According to the NIST Application Container Security Guide, also known as NIST Special Publication 800-190, containers do not provide a concrete security boundary as a VM. Because containers share the same kernel and can be run with varying capabilities and privileges on a host, the degree of segmentation between them is far less than that provided to VMs by a hypervisor.
For more information, see NIST Special Publication 800-190, Application Container Security Guide.
To establish a strong security barrier for containers, VMware typically runs containers on VMs. Deploying containers with VMs encases an application with a layer of strong isolation. This approach is suitable to cloud-style environments with multitenancy and multiple workloads. Major cloud providers such as Google and Amazon Web Services (AWS) typically isolate the container workloads of tenants by using separate VMs.

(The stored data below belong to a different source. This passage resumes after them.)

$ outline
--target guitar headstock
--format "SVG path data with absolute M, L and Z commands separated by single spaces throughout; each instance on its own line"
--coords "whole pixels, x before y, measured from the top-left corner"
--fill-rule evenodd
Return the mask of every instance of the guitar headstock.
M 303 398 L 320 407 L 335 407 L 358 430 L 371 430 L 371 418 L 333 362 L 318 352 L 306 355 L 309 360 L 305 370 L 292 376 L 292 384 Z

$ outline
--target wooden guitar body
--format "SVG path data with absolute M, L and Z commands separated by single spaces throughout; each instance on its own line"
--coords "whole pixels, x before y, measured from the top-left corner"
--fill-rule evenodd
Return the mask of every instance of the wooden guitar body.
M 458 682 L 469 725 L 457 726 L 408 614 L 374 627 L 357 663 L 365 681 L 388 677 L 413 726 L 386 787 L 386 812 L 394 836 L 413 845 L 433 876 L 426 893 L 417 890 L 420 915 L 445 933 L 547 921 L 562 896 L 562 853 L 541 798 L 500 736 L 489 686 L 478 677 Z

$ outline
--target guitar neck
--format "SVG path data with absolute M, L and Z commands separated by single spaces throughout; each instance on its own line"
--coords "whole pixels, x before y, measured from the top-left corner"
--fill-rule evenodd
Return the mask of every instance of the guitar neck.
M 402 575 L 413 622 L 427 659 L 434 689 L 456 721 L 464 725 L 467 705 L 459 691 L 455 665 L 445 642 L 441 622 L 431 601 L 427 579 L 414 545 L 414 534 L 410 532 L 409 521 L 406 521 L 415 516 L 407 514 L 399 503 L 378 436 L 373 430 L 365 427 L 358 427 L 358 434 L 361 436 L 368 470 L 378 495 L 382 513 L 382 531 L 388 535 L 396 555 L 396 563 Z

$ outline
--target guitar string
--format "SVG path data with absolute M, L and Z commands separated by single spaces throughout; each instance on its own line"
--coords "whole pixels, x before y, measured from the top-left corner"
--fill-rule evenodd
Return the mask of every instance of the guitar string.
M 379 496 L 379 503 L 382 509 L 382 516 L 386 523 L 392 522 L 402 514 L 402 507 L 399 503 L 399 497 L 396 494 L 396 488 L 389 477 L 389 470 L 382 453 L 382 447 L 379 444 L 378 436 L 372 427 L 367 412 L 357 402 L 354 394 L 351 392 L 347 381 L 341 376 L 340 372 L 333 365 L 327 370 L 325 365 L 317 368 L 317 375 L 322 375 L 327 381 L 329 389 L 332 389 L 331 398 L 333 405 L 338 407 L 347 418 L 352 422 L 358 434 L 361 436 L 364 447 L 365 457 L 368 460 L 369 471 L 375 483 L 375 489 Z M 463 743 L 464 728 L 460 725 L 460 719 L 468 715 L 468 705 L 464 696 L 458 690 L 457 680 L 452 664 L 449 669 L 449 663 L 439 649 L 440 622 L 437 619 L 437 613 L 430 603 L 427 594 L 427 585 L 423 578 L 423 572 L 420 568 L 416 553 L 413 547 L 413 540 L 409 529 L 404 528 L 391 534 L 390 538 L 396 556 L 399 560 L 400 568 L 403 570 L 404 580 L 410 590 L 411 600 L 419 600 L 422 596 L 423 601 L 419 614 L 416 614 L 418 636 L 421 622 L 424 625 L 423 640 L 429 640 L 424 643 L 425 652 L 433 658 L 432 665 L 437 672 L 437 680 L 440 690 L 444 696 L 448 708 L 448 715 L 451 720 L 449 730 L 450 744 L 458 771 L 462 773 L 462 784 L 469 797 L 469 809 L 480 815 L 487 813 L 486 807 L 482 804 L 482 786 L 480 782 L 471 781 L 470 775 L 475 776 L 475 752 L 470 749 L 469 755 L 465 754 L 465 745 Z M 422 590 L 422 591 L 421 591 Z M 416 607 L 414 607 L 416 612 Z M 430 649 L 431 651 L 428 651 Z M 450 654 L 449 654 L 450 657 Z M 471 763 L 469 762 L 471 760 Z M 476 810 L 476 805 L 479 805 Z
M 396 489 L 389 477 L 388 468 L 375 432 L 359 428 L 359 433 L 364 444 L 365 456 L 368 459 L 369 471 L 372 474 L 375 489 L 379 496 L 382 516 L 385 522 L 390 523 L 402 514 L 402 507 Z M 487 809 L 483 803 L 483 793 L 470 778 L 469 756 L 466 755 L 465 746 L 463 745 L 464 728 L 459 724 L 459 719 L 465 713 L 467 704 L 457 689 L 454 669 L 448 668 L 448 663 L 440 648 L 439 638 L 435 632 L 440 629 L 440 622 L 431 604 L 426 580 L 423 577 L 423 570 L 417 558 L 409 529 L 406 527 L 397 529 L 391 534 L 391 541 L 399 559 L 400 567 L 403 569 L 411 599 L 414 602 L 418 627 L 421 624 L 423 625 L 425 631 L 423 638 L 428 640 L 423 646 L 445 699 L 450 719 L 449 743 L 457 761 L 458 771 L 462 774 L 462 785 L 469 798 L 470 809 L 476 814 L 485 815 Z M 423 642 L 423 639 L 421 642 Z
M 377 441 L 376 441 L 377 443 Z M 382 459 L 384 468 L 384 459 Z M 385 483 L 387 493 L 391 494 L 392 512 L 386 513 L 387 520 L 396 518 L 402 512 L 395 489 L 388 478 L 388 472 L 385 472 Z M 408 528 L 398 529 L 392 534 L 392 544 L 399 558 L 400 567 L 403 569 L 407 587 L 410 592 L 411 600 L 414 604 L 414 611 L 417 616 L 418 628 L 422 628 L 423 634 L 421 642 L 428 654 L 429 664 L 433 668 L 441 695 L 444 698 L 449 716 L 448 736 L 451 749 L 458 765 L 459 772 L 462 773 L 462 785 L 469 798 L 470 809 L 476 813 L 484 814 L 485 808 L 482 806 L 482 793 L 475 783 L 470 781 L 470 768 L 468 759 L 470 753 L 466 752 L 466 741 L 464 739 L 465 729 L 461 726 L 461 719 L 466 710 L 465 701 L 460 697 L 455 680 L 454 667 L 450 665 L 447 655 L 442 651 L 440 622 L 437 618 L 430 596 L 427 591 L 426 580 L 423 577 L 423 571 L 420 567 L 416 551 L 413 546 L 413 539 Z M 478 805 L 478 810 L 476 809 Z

Containers or the operating system of a physical host can be easily misconfigured, increasing the attack surface and the level of risk. According to the NIST Application Container Security Guide, "Carelessly configured environments can cause containers to interact with each other and the host easily and directly than multiple VMs on the same host."
The abstraction, automation, and isolation of an operating system running on a VM in a hypervisor reduces the attack surface, adds layers of protection against lateral movement, and decreases the risk of a security breach.
Leveraging security innovations
Running containers on VMs also lets you leverage security innovations in virtualization technology. For example, the Secure Encrypted Virtualization (SEV) technology integrates memory encryption with AMD-Virtualization to support encrypted VMs that are ideal for multi-tenant environments.
SEV with Encrypted State (SEV-ES) provides a smaller attack surface and additional protection for a guest VM from the hypervisor even if the hypervisor is compromised. SEV-ES blocks attacks by encrypting and protecting all CPU register contents when a VM stops running to prevent the leakage of information in CPU registers to the hypervisor. SEV-ES can detect and prevent malicious modifications to the CPU register state.
For more information about how VMs establish strong security boundaries for containers, see Containerized Network Functions on VMs or Bare Metal.
According to the Security Analysis for the UK Telecom Sector: Summary of Findings (National Cyber Security Centre, January 2020), "While network virtualization presents risks, it also allows advanced and flexible network protections. Thus, a well-built virtualized network is more secure and resilient than the network built on dedicated hardware."